Call Anxiety's Bluff
Anxiety is a natural response to stress that we all experience. The physiological changes that occur are meant to help us to fight, flee, or freeze in situations identified as dangerous. It can even motivate us to work harder, tend to our social relationships more carefully, learn from our mistakes, and keep ourselves safe.
Sometimes anxiety can escalate to an anxiety disorder, where our anxiety begins to arise at inappropriate times, interfere with our daily functioning, and motivate us to avoid or escape situations others would deem as perfectly safe. When this happens, our bodies are continuing to deem certain situations as a threat, even if our rational mind knows it likely isn't. Every time we listen to anxiety's messages and avoid or escape these situations, anxiety recognizes that you successfully survived and thus is encouraged to send it's message even louder the next time you're in a similar situation. Sometimes we can even begin to fear our unpleasant anxiety symptoms more than the situation itself! This can become a trap, as the cycle of anxiety leads to your world getting smaller and smaller as you attempt to avoid anxiety.
Whenever I am with a client who is experiencing an anxiety disorder, a core concept we discuss is the approach of calling anxiety's bluff. This concept is advocated for in Barry McConagh's book DARE and the concept is also encapsulated in exposure-based treatments within Cognitive Behavioural Therapy.

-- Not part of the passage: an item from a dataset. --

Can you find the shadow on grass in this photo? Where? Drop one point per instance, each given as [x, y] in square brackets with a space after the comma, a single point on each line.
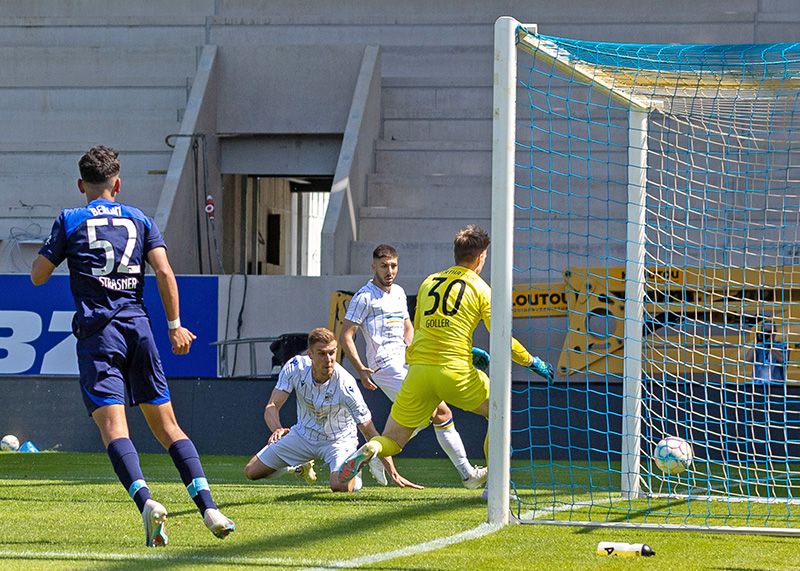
[286, 538]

In brief, calling anxiety's bluff entails a few key steps. First and foremost is recognizing when an anxious response is due to an anxiety disorder and is not an actual threat. The second step entails ignoring anxiety's signals and engaging in the anxiety-inducing situation anyways. This might mean going to certain feared locations, doing certain activities, or anything that would trigger an anxious response. Third, recognize if your anxiety decreased over the course of the experience (it usually does the more often you do this), and notice any disparities between what anxiety threatened would happen and what actually did happen. Fourth, give yourself a large pat on the back for being brave and facing your fear. Regardless how big or how little the threat objectively is, your body felt it was threatened and to experience those sensations, emotions and thoughts without running from the situation is courageous - so give yourself the credit!
Be aware that as you do these steps, you'll likely experience unpleasant anxious symptoms as you call anxiety's bluff, but stick it out for a designated time frame or until the situation natually concludes. If you leave because of your anxious discomfort, you'll only be rewarding the anxiety's efforts and strengthen the anxious symptoms next time you're in the situation.
If your anxiety is interfering with your daily life or you are experiencing anxious symptoms that feel overwhelming, I would strongly encourage you to call anxiety's bluff only in collaboration with a therapist. With your therapist's support, you can learn how to cope
with anxious symptoms more effectively, care for yourself in ways that can help reduce anxiety, and effectively structure your strategy for calling anxiety's bluff so this process is more attainable and manageable (by using an anxiety hierarchy).
Calling anxiety's bluff requires bravery, but every time you prove it wrong you weaken anxiety's false danger message. Over time, your brain will learn that the non-threatening situation it feared is actually non-threatening, and the anxiety alarm bells will finally stop going off.